FXStreet notes that both banks and U.S. consumers have a much stronger financial foundation than they did prior to the 2008 crisis but many investors may remain skeptical that the sector can outperform coming out of the current recession. Lisa Shalett from Morgan Stanley explains three main reasons to add financials to the portfolio.
“Second-quarter earnings for financials have largely beaten expectations: Recently reported financial results included some meaningful upside surprises, with banks reporting credit charge-offs that were better than thought, reserve ratios in good shape and, on average, solid balance sheet health. Unlike previous recessions where capital market activities have slowed, Federal Reserve policy moves seem to have boosted transactions.”
“Valuations seem attractive: As a result of underperforming the S&P 500 since the 2008 crisis, the financial sector now appears sharply undervalued. For the past 20 years, the financial sector has had a price-to-earnings ratio just below the S&P 500. Now the sector trades at nearly half the P/E of the index.”

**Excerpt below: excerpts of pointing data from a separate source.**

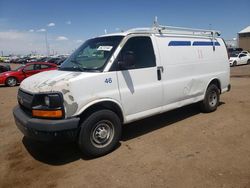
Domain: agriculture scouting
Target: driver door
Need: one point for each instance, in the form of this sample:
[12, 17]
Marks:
[140, 88]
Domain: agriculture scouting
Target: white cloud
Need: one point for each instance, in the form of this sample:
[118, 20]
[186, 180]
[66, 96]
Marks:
[19, 42]
[62, 38]
[79, 41]
[51, 24]
[41, 30]
[68, 22]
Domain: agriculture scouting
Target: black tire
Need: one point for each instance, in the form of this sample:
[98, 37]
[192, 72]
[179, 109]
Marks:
[11, 82]
[234, 63]
[100, 133]
[211, 100]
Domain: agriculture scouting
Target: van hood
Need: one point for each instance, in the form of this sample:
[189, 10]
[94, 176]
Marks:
[50, 81]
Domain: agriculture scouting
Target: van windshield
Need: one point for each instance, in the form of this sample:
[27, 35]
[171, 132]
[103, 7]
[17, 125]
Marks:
[93, 55]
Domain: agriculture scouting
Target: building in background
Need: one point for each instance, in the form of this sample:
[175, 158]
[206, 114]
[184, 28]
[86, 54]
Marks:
[244, 38]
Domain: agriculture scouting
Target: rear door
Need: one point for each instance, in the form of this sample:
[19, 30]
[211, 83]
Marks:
[243, 58]
[140, 87]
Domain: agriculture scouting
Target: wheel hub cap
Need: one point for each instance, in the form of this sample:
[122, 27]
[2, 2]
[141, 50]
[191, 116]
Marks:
[102, 134]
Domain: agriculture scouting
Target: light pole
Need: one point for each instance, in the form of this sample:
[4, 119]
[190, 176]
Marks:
[46, 42]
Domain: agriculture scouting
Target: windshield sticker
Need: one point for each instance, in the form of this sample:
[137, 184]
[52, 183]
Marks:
[105, 48]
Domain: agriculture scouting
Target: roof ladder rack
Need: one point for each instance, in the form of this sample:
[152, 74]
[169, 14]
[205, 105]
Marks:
[162, 28]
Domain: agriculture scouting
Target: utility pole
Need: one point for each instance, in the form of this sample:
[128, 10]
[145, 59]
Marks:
[46, 43]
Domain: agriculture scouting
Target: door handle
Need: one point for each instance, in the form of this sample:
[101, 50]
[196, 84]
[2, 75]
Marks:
[159, 71]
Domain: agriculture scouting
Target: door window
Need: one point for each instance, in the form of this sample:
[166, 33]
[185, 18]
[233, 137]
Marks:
[44, 66]
[142, 50]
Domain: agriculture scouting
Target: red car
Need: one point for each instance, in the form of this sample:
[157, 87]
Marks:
[12, 78]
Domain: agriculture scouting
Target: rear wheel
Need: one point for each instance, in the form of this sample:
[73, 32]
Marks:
[211, 100]
[100, 133]
[11, 81]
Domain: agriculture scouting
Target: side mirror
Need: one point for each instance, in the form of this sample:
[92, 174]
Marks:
[128, 61]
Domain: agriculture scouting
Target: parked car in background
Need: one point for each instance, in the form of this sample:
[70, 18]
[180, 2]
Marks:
[239, 59]
[12, 78]
[234, 50]
[245, 52]
[4, 68]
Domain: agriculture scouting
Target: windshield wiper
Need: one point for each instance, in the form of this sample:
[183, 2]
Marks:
[78, 66]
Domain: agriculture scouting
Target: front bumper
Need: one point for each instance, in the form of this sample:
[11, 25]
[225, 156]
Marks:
[45, 129]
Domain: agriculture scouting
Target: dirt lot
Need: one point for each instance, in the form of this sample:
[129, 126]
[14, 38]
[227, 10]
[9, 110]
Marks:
[181, 148]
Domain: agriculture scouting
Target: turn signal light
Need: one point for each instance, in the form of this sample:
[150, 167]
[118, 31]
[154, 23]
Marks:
[47, 114]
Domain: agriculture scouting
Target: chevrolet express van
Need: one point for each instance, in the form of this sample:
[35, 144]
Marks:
[119, 78]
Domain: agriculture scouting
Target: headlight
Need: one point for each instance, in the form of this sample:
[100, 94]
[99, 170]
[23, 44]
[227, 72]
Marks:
[53, 100]
[48, 106]
[46, 101]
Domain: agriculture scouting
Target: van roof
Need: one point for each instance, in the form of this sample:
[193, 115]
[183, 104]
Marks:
[169, 30]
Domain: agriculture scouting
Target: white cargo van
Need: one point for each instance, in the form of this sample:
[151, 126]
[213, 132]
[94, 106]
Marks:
[120, 78]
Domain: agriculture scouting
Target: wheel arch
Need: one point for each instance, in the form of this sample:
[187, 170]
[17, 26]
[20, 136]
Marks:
[109, 104]
[215, 81]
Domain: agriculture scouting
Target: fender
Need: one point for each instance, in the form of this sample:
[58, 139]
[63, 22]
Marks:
[86, 106]
[209, 82]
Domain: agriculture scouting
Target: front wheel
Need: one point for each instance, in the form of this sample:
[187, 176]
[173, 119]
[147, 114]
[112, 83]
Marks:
[11, 81]
[211, 100]
[100, 133]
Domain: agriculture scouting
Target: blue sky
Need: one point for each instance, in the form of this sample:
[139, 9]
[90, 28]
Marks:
[72, 22]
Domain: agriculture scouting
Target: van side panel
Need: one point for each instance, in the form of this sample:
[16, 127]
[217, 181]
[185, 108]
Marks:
[190, 63]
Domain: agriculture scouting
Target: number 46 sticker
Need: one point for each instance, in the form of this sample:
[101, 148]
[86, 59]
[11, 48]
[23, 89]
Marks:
[108, 80]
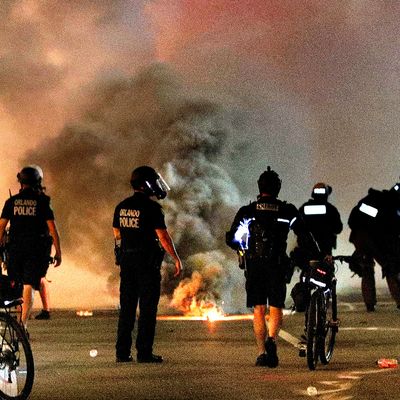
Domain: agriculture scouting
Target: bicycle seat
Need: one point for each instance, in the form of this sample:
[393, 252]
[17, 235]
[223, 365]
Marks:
[11, 303]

“Rising interest rates could lift profitability: Financials have tended to earn more money when long-term rates are higher than short-term rates, since they can borrow at low rates and lend at higher rates, allowing for higher net interest margins. The yield curve is nearly flat now, but already, inflation expectations are moving higher, which should eventually lead to rising long-term rates. Interest rates may need to lead the way before financials outperform other sectors, but our confidence is growing that rising rates are coming.”